The National Library has released a searchable online database for the April 1911 family census for the entire 32 counties.
Genealogists can search by name, surname, age, sex and place.
Even better, the entire database is free.
This is the first time such information - which includes the images of the original census forms - has been put online.
The forms offer a view into an Ireland from long ago.
A world divided into type of resident (boarder, visitor or family) religion, literacy, profession, marital status, Irish language ability and children.
Using the 1911 census search, my partner Sean McPhail found his grandfather Thomas, 19, staying in a house owned by "head of family" and "police pensioner" Thomas Naughton and his wife Honorah in Bundoran in County Donegal.

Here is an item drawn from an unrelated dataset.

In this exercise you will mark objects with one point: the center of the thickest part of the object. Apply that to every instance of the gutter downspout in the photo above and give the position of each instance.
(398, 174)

Thomas McPhail is listed as a carpenter from Fermanagh, where, on the same night, Thomas's widowed mother Bridget is listed as being in residence at the Eniskillen hotel the McPhails owned with her 15-year-old Thomas, who is listed as a "scholar."
I clearly need to do more research because my mother's family names (Lynch and Clarke) will need more investigation while I can find 77 Arrigans from my father's side (his mother) in their home county of Waterford.
The project has so far taken three years to get online and the results are astonishing.
The census search is markedly different from the CSO tables which cover 1926 to 1991 and were released earlier this year.
They show the data tables from the Central Statistics Office rather than the actual forms or identifying information.
The head of the 1911 census search project, Caitríona Crowe, said the CSO census forms are still considered too modern for public release and the records themselves remain confidential for 100 years.
The 1911 census - which is available two years short of the 100 - was the last census completed until 1926.
Crowe said they hope to get the 1901 census online by spring 2010; they released the 1911 census first because it as better quality than the 1901.
Crowe said she also hoped to include Google maps to compare street maps between 1911 and now.